The Peter G. Peterson Foundation – an organization set up to address fiscal issues – reports that the Trump administration is allegedly planning to cut the payroll tax specifically used as a resource for Social Security programs, a tax that amounted to $855 billion in 2018. 

Quantum of the Tax and the Cut

Ordinarily, such tax amounts to 6.2% deduction from an American worker’s wages. While the amount of reduction planned is not yet known, a general surmise would indicate a reduction of up to 2%, as much as the Obama administration had enacted in the years 2011 and 2012, resulting in a final tax deduction of just 4.2%.

Cost of the Tax

Were the reduction of 2% to the employee payroll tax to be enacted, the net annual cost to the Social Security trust fund, in terms of lost revenue, would be approximately $150 billion, as reported by the Committee for a Responsible Federal Budget. The Obama administration used its general fund to compensate the trust fund for the lost revenue. Consequently, the deficit rose, even as the Social Security programs remained wholly funded.

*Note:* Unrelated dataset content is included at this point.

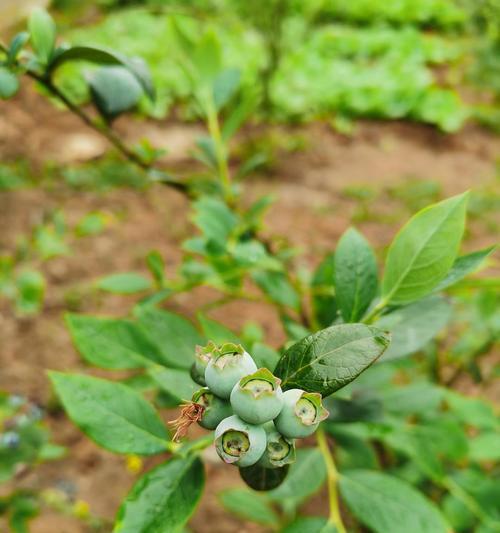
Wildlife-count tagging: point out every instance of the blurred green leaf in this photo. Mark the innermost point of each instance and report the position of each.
(111, 414)
(124, 283)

Effect of the Payroll Tax Cut on Consumer Spending

Bigger pay checks would result from the tax cut and lead, in turn, to increased consumer spending, especially by middle- and low-income workers. Moody Analytics’ chief economist, Mark Zandi, estimates that a tax cut of $1 would add up to 80 cents to the GDP; contrast that to the boost to GDP (merely 65 cents to every dollar spent) that would result from a cut in personal income tax. Zandi accounts for this apparent anomaly by pointing out that the benefits of cuts to income tax mainly accrue to higher income earners who tend to save such increased income.

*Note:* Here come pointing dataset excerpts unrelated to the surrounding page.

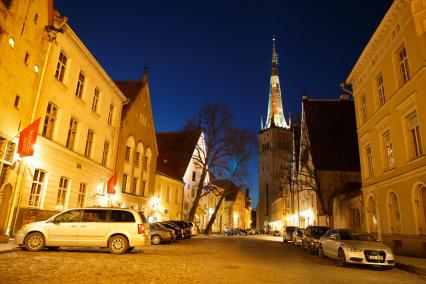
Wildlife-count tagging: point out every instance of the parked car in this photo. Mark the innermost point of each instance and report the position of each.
(297, 236)
(310, 240)
(184, 226)
(160, 234)
(354, 247)
(288, 233)
(178, 231)
(118, 229)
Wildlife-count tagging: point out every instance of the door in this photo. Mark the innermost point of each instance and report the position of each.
(62, 230)
(93, 228)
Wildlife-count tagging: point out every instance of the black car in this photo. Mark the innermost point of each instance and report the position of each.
(288, 233)
(184, 226)
(176, 228)
(311, 236)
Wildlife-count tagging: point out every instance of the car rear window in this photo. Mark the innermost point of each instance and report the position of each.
(122, 216)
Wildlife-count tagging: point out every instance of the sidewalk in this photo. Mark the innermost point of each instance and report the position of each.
(411, 264)
(8, 247)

According to Zandi, in 2011, the consequent gain to the annual GDP from the payroll tax cut pushed it to 1.6% (a substantial increase of half a percentage point). However, this time around, any GDP growth sustained from the cut would be lower, given that fewer workers are available to raise production levels of goods and services than in 2011. Zandi explains this lower availability by pointing to the 3.7% unemployment figure that USA currently registers, the lowest recorded in half a century.

Is the Rise in the Deficit Justified?

If numerous economic experts of prominence are to be believed, the rise in the deficit accruing from the payroll tax cut is not justifiable. Zandi avers that a comparison with the situation in 2011 and 2012 is untenable, considering that in the aftermath of the great recession from 2007 to 2009, the US economy had not yet fully emerged. Unemployment was estimated at 8-9%, and wage growth was stagnant. Contrast that situation with the low unemployment and high wage growth currently enjoyed in the country.

Daco adds that traditionally strong consumer spending habits hardly need a boost. Besides, fears of a looming recession could belie predictions that increased spending would result from the windfall gains in workers’ pay checks.

The annual deficit is expected to touch the $1 trillion mark within a decade. Marc Goldwein, senior VP of the Committee for a Responsible Federal Budget, is convinced that the payroll tax cut would only exacerbate the problem of a growing annual deficit that was underscored by the passage of federal income tax cuts by Congress in December 2017. 

The next recession -- whenever it arrives -- would need a remedial dose of spending measures, measures that are only made harder when widening deficits are added to a humongous national debt of $22 trillion.